Two Saturdays after losing Wallace, we woke up with intruders in the house, in our room. There was a reason we felt insecure – we were vulnerable and the criminal elements in the area knew we had lost our dogs. The police came and the first thing they said to us was, “Where have all your dogs gone? Everyone knows you have dogs!”
So circumstances dictated that we had to start again. We phoned a good friend who has a doggy day care and asked if she knew of any dogs around that needed homes rapidly, as I was in such a state I doubted I was going to sleep until we had a few dogs back on the bed. She had a couple of golden oldies, Amy at ten years who had simply been dumped at her kennel and never collected, and Legend, a nine-year-old Rottweiler who had been beaten with a spade. Louise had heard his shocking story and gone down to remove him with her usual fearless tenacity.

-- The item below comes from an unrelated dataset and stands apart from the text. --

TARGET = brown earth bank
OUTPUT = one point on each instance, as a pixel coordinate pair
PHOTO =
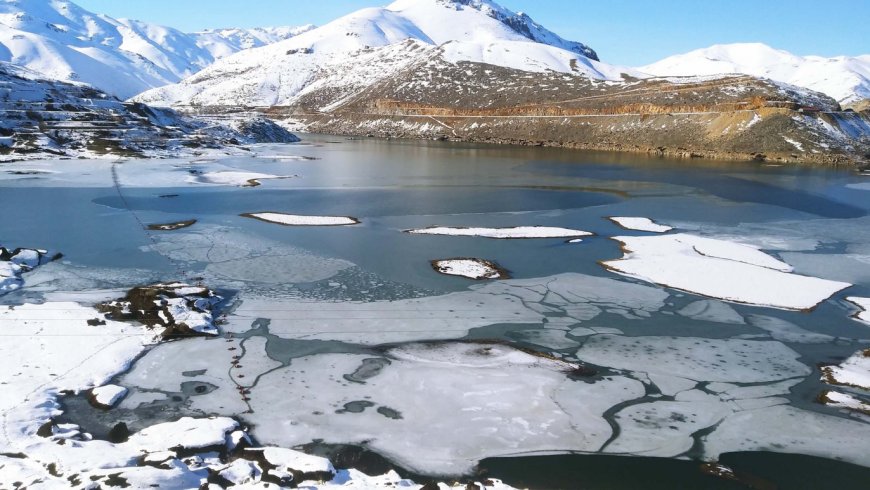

Making our house a home again
I was so reserved about the dogs, while at the same time in shock from the break-in the previous night, that I was feeling wary about how I would feel towards these dogs. We sat in Louise’s lounge and she let them in. I don’t wish to sound over-emotional and ridiculous, but the feeling of overwhelming happiness and calm that came over me was astounding. We took them home there and then and the house felt like home again.
And so we start again... Amy, Legend, Scooby (another oldie rescued from the SPCA), and my mother’s old lady, Petrushka, all live happily together on one plot. I miss all my dogs that have passed on and I still look over to where Fagan used to monopolise the couch and wish he were still here to assess the
latest crew, but my heart is healed with the instant boundless love of our two new golden oldies. Our house is alive with jostling and bone chewing, swimming and car rides, muddy paws and a fair amount of passing wind (from the older dogs, not the humans!). And then I was also greatly surprised and touched when my family booked a four-week-old Labrador puppy, black and chunky, for us all to fuss over too.
I have to remember the words of my favourite author, James Herriot: “If you love dogs, have dogs, and if your heart is big enough, have a lot of dogs, and when they pass, remember them fondly – and then get more dogs and love them.”